The pivotal phase III QuANTUM-R study (NCT02039726) evaluated quizartinib monotherapy compared with salvage chemotherapy in patients with R/R FLT3-ITD AML (previously reported by the AML Global portal).9 Patients were refractory or relapsed after ≥ 1 cycle of a standard anthracycline-containing or mitoxantrone-containing AML therapy with a duration of response (DOR) ≤ 6 months, with or without prior allogeneic hematopoietic stem cell transplant (allo-HSCT). Randomization was 2:1 to receive quizartinib 60 mg (n= 245) or one of three preselected investigator’s choice SC regimens (n= 122): low-dose cytarabine (LoDAC); mitoxantrone, etoposide, and intermediate-dose cytarabine (MEC); or fludarabine, cytarabine, and granulocyte-colony stimulating factor (G-CSF) with idarubicin (FLAG-IDA). At a median follow-up of 23.5 months, the median OS was 6.2 months (95% CI, 5.3–7.2) for quizartinib compared with 4.7 months (95% CI, 4.0–5.5) with SC (HR, 0.76; 95% CI, 0.58-0.98; p= 0.02).
Quizartinib is currently under review by the EMA, however, in May 2019 the FDA Oncologic Drug Advisory Committee did not support approval of quizartinib for the treatment of adults with FLT3-ITD-positive R/R AML.10
Gilteritinib is a potent, oral type I FLT3 inhibitor. Data from a phase I/II dose-escalation study (NCT02421939; previously reported by the AML Global Portal) revealed that gilteritinib monotherapy was well tolerated and generated frequent, prolonged, clinically important responses in FLT3-mutated patients with R/R AML.
In the phase III ADMIRAL study (NCT02421939), patients with confirmed FLT3-mutant AML (FLT3-ITD and/or FLT3-TKD D835 or I836 mutations) refractory to induction chemotherapy or in untreated first relapse were randomized (2:1) to receive 120 mg/day gilteritinib or pre-randomization selected SC: LoDAC, azacytidine (AZA), MEC, or FLAG-IDA.11 Patients randomized to gilteritinib had significantly longer OS (9.3 months) compared with SC (5.6 months; HR for death=0.637; p= 0.0007). The CR/CRh rates for gilteritinib and SC were 34.0% and 15.3%, respectively (p= 0.0001); CR rates were 21.1% and 10.5%. The median duration of response was 11 months in the gilteritinib arm and 1.8 months in the SC arm.
Based on interim analysis of the ADMIRAL trial, In November 2018 the FDA approved gilteritinib for treatment of adult patients with R/R AML with an FLT3-ITD or D835/I836 mutation.12 Then in September 2019, the EMA CHMP recommended that gilteritinib is granted Market Authorisation in Europe for the treatment of FLT3-mutated R/R AML.13 The results of the ADMIRAL trial changed the treatment paradigm for salvage therapy of R/R FLT3 mutant AML and gilteritinib has become the new standard of care.

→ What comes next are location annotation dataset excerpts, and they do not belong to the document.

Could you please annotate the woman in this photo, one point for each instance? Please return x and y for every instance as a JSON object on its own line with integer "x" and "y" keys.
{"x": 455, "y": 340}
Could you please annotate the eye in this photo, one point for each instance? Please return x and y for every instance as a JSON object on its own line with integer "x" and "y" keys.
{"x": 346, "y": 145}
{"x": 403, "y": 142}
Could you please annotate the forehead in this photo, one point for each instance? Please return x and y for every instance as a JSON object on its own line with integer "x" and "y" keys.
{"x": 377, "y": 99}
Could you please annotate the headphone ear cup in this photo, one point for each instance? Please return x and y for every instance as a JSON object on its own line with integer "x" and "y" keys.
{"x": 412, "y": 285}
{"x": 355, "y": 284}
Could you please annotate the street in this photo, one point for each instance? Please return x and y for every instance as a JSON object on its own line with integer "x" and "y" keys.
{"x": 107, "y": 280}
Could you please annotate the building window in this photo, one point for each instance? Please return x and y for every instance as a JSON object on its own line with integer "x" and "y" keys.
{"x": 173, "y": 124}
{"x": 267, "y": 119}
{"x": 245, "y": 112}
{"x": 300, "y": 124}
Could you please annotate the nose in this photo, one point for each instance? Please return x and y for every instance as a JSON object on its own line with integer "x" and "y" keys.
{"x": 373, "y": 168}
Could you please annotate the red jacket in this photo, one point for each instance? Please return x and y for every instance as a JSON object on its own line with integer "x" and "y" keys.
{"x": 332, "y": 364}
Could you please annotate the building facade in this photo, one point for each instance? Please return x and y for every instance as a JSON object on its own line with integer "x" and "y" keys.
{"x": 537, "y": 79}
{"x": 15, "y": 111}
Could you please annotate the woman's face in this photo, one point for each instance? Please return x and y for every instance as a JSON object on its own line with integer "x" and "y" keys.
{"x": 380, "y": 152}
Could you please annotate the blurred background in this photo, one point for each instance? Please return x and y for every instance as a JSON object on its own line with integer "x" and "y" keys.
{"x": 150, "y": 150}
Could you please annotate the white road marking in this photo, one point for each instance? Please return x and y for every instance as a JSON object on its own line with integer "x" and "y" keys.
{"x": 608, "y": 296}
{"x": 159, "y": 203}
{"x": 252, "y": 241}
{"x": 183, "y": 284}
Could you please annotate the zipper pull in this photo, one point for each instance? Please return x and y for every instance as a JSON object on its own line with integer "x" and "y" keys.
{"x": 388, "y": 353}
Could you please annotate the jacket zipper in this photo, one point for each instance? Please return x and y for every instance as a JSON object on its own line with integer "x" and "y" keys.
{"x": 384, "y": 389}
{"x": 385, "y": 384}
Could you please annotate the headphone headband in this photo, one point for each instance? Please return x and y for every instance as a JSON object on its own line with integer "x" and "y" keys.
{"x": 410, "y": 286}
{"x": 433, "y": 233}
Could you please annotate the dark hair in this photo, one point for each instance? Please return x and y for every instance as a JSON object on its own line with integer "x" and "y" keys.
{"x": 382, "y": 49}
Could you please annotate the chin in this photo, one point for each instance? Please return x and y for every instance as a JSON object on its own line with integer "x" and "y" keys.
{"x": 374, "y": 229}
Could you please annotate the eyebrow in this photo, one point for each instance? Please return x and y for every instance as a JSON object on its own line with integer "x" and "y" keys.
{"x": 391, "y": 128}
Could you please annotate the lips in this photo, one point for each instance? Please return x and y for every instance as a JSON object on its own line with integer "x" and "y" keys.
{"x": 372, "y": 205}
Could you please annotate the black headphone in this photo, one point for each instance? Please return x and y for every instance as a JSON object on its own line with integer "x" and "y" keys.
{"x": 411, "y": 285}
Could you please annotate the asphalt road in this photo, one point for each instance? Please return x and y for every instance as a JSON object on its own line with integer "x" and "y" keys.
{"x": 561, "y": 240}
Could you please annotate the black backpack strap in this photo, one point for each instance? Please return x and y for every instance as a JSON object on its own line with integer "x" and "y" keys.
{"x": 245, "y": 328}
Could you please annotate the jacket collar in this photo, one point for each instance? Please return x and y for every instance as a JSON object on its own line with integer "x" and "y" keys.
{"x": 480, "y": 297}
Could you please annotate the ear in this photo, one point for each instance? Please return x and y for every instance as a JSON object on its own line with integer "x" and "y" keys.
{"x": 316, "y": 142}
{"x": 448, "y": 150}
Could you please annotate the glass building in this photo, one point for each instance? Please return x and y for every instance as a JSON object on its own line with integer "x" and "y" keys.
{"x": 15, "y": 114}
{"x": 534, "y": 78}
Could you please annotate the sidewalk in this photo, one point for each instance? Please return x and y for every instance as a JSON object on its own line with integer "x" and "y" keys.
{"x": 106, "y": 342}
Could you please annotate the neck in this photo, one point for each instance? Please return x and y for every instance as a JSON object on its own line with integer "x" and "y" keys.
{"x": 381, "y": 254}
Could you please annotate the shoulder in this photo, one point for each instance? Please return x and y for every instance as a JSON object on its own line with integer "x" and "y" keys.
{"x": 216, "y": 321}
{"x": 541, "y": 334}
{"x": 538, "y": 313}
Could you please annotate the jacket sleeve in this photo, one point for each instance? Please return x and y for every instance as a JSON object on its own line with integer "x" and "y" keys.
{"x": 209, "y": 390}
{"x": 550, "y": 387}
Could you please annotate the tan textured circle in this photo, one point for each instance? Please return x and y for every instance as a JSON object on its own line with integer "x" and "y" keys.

The approvals of midostaurin in the frontline setting and gilteritinib in the salvage setting represent a new standard of care for patients with FLT3-mutated AML. However, despite this progress, many questions still remain regarding how best to incorporate the FLT3 inhibitors into the treatment of AML as well as the ubiquitous clinical problem of development of resistance to FLT3 inhibitors.